It depends on the type of jewelry you planning on taking photos but with your current camera, lens and lighting set up you will get the job done. However, best results will be delivered by using a dedicated Macro Lens, such as the EF-S 60mm/2.8.
Extension tubes will get you closer and hence obtaining higher magnification and details.


----------



## danski0224 (Dec 10, 2014)

The camera will require a lens to take a picture of something.

A 50mm lens with some extension tubes will give you 1:1 macro pretty easily. Working distance will be very short and you will need very good lighting and steady hands.

As magnification goes up, depth of field will become very shallow, measured in single millimeters or fractions of an inch.

At some point, you will want to consider a good tripod, remote shutter release, tripod head and a macro focus rail.

Ballheads suck for precision work, cheap ones suck more. You will notice this when you use one and then try to make small adjustments- damn near impossible. That's when you'll want some sort of geared head. 

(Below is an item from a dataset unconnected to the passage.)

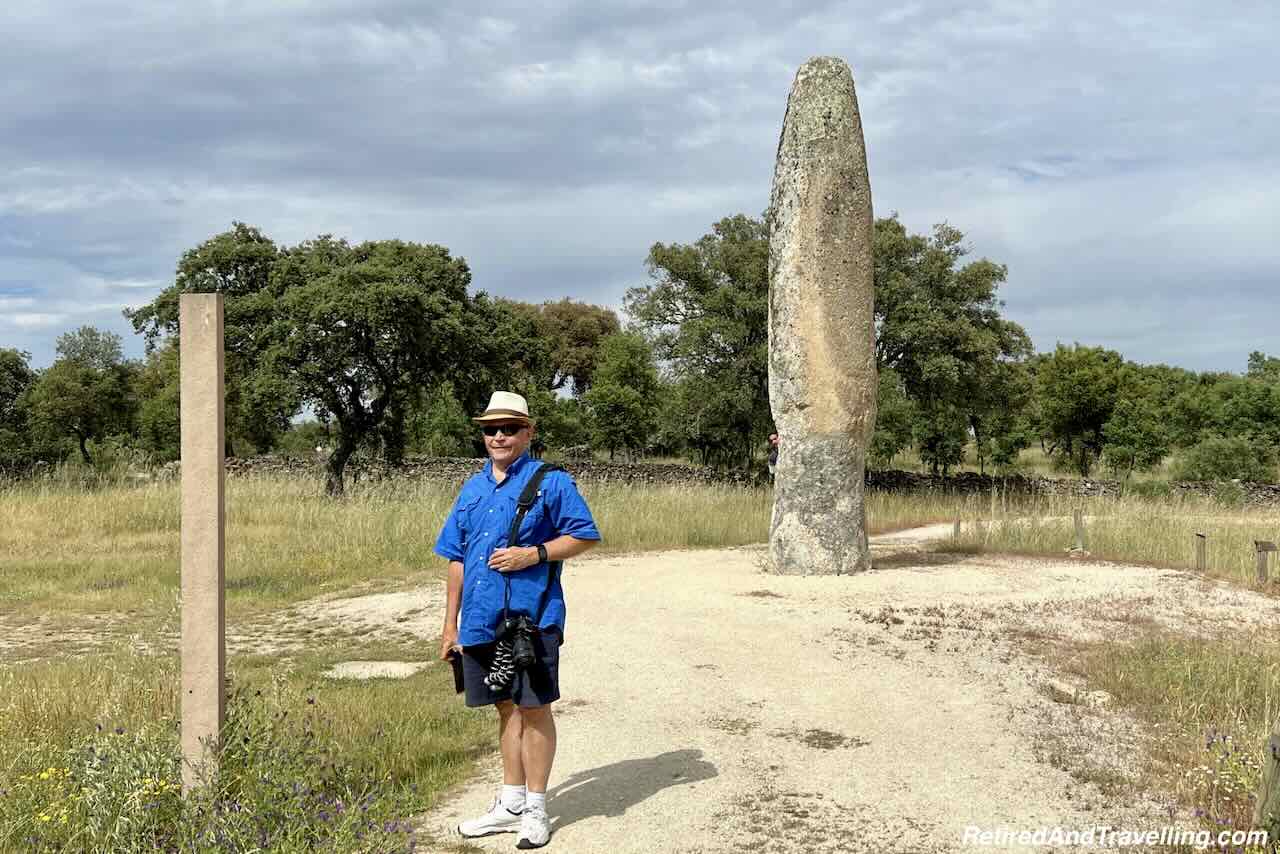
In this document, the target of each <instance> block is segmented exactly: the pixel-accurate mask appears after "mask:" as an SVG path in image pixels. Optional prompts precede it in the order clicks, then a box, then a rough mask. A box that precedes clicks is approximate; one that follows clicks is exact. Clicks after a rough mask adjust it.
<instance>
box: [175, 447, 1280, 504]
mask: <svg viewBox="0 0 1280 854" xmlns="http://www.w3.org/2000/svg"><path fill="white" fill-rule="evenodd" d="M175 465H177V463H170V466H175ZM483 465H484V460H479V458H466V457H424V458H412V460H406V461H404V465H403V466H399V467H388V466H381V465H372V466H369V465H362V463H358V462H353V463H349V465H348V466H347V480H348V483H353V484H358V483H364V481H369V480H385V479H398V478H403V479H410V480H421V479H426V480H439V481H443V483H453V484H461V483H462V481H463V480H466V479H467V478H468V476H471V475H472V474H475V472H476V471H479V470H480V467H481V466H483ZM562 465H563V466H564V469H567V470H568V472H570V474H572V475H573V478H575V479H577V480H579V481H582V483H622V484H724V485H735V487H750V485H763V483H764V481H763V480H762V479H760V478H759V476H756V475H753V474H749V472H744V471H739V470H735V471H721V470H716V469H708V467H704V466H689V465H668V463H657V462H636V463H621V462H596V461H590V460H568V461H566V462H563V463H562ZM227 471H228V472H229V474H232V475H246V474H253V475H288V476H303V478H316V479H323V478H324V463H323V461H311V460H300V458H289V457H247V458H232V460H228V461H227ZM867 485H868V487H869V488H870V489H882V490H884V492H918V493H929V492H932V493H956V494H989V493H991V492H992V490H997V492H1001V493H1012V494H1027V495H1079V497H1105V495H1119V494H1120V484H1119V483H1117V481H1114V480H1092V479H1080V478H1028V476H1024V475H1010V476H1007V478H998V476H992V475H979V474H974V472H968V471H964V472H960V474H955V475H951V476H948V478H941V476H936V475H922V474H915V472H911V471H897V470H886V471H872V470H868V471H867ZM1169 489H1170V490H1171V493H1172V494H1196V495H1210V497H1212V495H1222V494H1224V490H1228V492H1236V494H1238V497H1239V498H1240V499H1242V501H1243V503H1245V504H1249V506H1260V507H1275V506H1280V484H1257V483H1234V481H1233V483H1231V484H1211V483H1175V484H1170V487H1169Z"/></svg>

The macro rail would be excellent for dialing in focus. Without a rail, you are futzing with the tripod. The rail also gives you the ability to do focus stacking without changing the lens focus adjustment.


----------



## Mt Spokane Photography (Dec 11, 2014)

dilbert said:


> coltsfreak18 said:
> 
> 
> > Preface: I've worked at a major jewelry and gemstone retailer, specifically in product imaging.
> ...


 
Yes, my TS-90 was great, but the OP did not want to buy a lens, so why suggest a $1000 one?


----------